Everything Uber has done is pretty standard for a lot of big companies, people just love to bash Uber for some reason, probably people with ties to the utterly corrupt Taxi industry.
No. The behavior described in the article is not "standard." When you identify a law in a big company that forbids you from doing a business practice, you stop and obey the law. There is no alternative approach, particularly in a big company.
The conduct described in the article is basically reckless win-at-any-cost nonsense that reflects Uber's very survival was forbidden by law. The politicians who prevented subordinates from enforcing the law should be called out one-by-one and made to explain themselves. The lesson from the parent comment is not the correct lesson.
I see no reason to be a staunch defender of bullshit unjust laws meant to stifle innovation and uphold monopolistic behaviors. The executives can hold their heads high at their acts of corporate level civil disobedience.

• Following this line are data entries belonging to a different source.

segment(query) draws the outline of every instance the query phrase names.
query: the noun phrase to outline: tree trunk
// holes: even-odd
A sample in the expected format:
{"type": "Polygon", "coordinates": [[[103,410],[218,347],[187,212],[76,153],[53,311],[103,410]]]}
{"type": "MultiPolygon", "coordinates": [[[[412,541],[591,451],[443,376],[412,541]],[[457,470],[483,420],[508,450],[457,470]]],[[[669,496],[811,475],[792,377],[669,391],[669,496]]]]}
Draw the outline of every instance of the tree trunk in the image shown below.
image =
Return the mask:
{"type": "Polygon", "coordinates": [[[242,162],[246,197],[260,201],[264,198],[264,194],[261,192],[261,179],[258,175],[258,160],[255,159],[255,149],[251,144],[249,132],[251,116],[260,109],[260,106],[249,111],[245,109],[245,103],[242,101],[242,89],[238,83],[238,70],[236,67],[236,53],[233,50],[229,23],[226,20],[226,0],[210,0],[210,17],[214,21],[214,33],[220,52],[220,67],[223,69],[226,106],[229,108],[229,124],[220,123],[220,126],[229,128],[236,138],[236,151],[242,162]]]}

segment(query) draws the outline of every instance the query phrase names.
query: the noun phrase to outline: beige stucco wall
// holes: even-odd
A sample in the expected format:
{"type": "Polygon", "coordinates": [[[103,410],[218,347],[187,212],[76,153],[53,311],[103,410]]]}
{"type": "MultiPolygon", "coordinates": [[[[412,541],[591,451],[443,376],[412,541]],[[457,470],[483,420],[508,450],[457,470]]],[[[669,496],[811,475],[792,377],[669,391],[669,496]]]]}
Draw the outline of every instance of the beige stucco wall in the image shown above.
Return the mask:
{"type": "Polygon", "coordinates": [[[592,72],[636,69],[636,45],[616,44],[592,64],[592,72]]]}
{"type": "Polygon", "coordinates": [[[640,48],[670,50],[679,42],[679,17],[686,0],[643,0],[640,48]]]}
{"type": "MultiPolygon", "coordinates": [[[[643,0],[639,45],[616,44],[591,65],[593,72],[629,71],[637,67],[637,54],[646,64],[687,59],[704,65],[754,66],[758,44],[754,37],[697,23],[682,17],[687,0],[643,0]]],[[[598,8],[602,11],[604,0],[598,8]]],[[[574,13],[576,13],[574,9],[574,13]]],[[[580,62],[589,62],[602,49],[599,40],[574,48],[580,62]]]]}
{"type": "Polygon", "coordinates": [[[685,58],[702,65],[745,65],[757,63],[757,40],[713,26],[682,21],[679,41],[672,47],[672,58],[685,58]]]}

No, serious executives cannot do that. If an executive acknowledges a business practice violates law, the action item is not 'do it anyway'. There is no corporate level civil disobedience. This is not correct and not reflective of the way this actually goes in real life corporate America.
It is. If every business followed every law perfectly as a standard practice it would be very difficult for many businesses to survive. Law has to be fudged when appropriate.
Look, the most aggressive folks have reasoned positions they feel comfortable taking to judges and counterparties. If your position is "I'm illegal and I don't care, see if you can fashion a remedy that makes me regret it", judges and counterparties will oblige.